Orhan Duru “Niye az roman?” diye sorup, yanıtlıyor “Hiiiç. Belki de güncel yaşamımızda içine düştüğümüz saçmalıkları yazıda da yürütmek istiyoruz. Ve bu yaptığımızın klasik romanla bir bağlantısı olduğunu düşünüyoruz.” “Az” tanımının lokantalardaki anlamını da açıklıyor: “…çoğunlukla ucuz olsun diye az pilav ve az kuru yerdik. Böylece yarı fiyatına bir öğün yemeği çıkarırdık.”
Orhan Duru’nun yazdıklarını anlatabilmek için onun dilini de açıklamak gerekli.
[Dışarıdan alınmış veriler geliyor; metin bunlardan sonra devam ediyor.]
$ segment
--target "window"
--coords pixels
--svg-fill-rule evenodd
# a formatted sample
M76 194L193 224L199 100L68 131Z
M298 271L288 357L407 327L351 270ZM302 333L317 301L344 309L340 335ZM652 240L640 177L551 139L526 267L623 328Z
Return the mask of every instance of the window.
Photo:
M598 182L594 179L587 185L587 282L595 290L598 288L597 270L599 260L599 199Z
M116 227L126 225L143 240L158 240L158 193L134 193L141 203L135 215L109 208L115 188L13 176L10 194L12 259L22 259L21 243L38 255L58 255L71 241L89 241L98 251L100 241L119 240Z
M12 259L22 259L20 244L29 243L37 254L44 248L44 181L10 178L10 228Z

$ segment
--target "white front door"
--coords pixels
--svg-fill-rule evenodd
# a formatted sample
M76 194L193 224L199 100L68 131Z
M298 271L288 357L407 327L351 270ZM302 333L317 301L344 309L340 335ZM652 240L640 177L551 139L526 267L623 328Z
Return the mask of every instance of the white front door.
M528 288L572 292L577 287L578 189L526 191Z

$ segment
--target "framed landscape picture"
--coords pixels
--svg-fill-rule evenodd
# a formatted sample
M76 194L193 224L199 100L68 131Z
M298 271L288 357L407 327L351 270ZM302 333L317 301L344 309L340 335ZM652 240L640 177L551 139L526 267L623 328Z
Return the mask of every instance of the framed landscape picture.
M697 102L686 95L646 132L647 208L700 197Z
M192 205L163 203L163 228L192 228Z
Orhan Duru, Evliya Çelebi, Mercimek Ahmet benzeri Osmanlı yazarlarının Türkçe cambazlıklarını, (gramerle oynamayı da deneyerek) anlatımının temeli olan dilini değiştirmiştir. Bu değişimi yansılayan genç yazarlardan biri kendi yazdıklarına “yoksulların dili” gibi parlak bir ad vererek üstelik Nâzım Hikmet dışında hiç Türk yazarı okumadığını yineleyerek Orhan Duru’nun diliyle akrabalığını gizlemiştir.
Orhan Duru, en ciddi sandığımız sorunlara bile devrik cümleler, sözcüklerin uyak ve anlam çağrışımından doğan, ilk anda saçma sayılabilecek, mizah etkisi yapan tekerleme cümleleriyle hince yaklaştı. Bu cümlelerin geleneksel seyirlik sanatlarımız Ortaoyunu ve Karagöz “muhavere”leri, masal tekerlemeleri ve döşemeleriyle akrabalığı okurun benimsemesini kolaylaştırdı… Orhan Duru, kendi kurduğu bu dille anlattı öykülerini. Dilinin oynaklığı ona öykülerinde de mantık sıçramaları olanağı veriyordu. Aynı olanağı romanında da kullanıyor.